BTW, if i am using URI full, do I need to include the full root URL string: mysitedotcom/freecarcheck as an example?

I have read your comments several times and it appears to be so.

You’re welcome.

Using URI Full with equals operator is rarely the best option.

When you use a URI field in the Expression it gives you an example of what that field would be matching against.

Here you see examples for the URI Full field:

That means a URI Full match (using URI Full with equals operator) will include a query string, if present. So if you match against the full URI with the equals operator, it would be easily bypass-able by adding a random query string. Instead, you can use the contains operator.

If using contains is not a good option, such as if you want to match a string that is part of your domain name (contains "example" for domain example.com would match all requests!), you can use other URI fields, such as URI (same as URI Full but without the “http(s)://” and the hostname), or the URI Path or URI Query.

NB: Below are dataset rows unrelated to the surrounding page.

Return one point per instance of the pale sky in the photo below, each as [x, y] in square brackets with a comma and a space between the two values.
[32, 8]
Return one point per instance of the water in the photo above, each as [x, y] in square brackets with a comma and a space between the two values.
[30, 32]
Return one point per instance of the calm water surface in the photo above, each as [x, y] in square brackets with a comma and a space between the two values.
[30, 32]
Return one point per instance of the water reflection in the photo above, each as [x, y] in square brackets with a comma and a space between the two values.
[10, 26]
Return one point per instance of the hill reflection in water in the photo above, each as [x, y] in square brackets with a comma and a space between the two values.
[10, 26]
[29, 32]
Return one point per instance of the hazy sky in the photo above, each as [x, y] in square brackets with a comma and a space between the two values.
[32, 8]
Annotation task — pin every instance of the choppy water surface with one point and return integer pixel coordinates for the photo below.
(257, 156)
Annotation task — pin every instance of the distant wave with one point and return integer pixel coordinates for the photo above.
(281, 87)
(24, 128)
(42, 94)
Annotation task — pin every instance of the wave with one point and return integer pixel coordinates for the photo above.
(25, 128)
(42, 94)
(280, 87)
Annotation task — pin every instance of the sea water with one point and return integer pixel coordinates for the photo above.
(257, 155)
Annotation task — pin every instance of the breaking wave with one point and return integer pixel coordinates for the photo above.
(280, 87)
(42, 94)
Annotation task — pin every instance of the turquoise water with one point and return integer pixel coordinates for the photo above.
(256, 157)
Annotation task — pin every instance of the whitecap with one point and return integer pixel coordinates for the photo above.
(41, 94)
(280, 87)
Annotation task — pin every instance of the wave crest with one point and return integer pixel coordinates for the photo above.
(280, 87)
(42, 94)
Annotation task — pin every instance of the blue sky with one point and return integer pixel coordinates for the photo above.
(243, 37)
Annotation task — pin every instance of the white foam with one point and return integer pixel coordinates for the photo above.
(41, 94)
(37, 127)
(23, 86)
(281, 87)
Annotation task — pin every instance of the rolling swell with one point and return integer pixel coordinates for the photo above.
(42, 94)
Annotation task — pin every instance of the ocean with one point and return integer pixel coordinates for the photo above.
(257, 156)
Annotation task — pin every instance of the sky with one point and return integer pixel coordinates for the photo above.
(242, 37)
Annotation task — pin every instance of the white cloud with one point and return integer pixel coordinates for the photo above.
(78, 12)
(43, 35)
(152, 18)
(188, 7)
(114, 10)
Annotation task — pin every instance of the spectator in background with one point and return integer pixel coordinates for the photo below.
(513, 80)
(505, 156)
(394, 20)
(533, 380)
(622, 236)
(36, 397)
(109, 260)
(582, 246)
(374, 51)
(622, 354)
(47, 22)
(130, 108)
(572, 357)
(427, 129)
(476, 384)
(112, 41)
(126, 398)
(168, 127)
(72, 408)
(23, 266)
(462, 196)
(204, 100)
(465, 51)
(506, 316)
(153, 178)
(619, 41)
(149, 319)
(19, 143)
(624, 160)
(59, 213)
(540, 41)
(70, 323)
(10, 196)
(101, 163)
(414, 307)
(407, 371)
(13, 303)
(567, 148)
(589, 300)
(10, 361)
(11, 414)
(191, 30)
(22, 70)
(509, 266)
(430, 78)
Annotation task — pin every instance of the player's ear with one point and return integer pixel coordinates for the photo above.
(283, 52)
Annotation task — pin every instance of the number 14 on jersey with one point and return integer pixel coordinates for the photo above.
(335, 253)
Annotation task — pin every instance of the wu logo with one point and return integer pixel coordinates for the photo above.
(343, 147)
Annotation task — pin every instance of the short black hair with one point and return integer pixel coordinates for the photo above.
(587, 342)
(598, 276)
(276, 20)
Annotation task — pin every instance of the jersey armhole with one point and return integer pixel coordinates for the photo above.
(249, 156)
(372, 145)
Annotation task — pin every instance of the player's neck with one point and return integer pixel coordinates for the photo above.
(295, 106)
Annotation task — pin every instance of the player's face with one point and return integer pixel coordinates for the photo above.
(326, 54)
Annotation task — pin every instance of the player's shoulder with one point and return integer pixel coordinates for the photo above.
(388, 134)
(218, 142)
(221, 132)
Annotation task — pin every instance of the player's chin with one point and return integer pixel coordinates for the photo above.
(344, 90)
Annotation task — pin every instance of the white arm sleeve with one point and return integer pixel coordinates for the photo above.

Depending on what you want to accomplish, you may or may not want to have the full content of the field in your rule. A combination of the operator used (equals, not equals, contains, is in, etc.) with the content you provide will determine the match.

1 Like

I’ve learned a huge amount from your contributions. I am very grateful as I have been struggling so much. Thank you for all of your help.

Here is my final expression that Google seem to have accepted. The rules are active, and Google can crawl site pages now.

1 Like

This topic was automatically closed 3 days after the last reply. New replies are no longer allowed.